There are certainly plenty of interesting places to take that sort of story: Will Pike make riskier choices simply because he knows that he is not going to die on a random away mission? Will he make less dangerous decisions because while he can essentially guarantee his own safety he can’t say the same for his crew? Or will he do his best to let his shipmates—and those they come into contact with—find their fates for themselves?
Strange New Worlds may clearly be setting itself up to tell easily digestible weekly adventures—and I think there is certainly space within this franchise of space shows for one that just wants to roam the galaxy in search of new cultures and cool aliens. But after watching this pilot, it seems clear that it’s also inevitably going to be a story about the nature of fate and the consequences of the choices we make—for ill, yes. But also, inexorably and relentlessly for good. Because goodness—the idea of being a good person, of doing good in the world—is still something we have to choose to do every day.

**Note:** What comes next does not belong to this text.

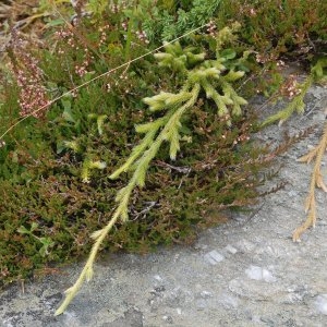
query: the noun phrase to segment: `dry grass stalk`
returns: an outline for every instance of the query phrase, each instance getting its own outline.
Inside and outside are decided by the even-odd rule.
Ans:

“Perhaps somewhere all your ends are written as indelibly as mine. But I choose to believe that your destinies are still your own,” Pike tells the warring factions of Kileans, as part of an uplifting speech about why they don’t have to tear themselves apart the way those on Earth did once. “Maybe that’s why I’m here. To remind you of the power of possibility.”
In the end, that seems to be nothing so much as a mission statement for Strange New Worlds writ large: That it is always better to travel hopefully, to lead with empathy, and to believe that our better angels can carry the day, in the end, even if we have to bend the rules a little bit along the way to help them do so. To remember why we fell in love with this franchise in the first place and the simple powerful message it still carries. In hope, all things are possible.
So, as Captain Pike himself would say: Hit it.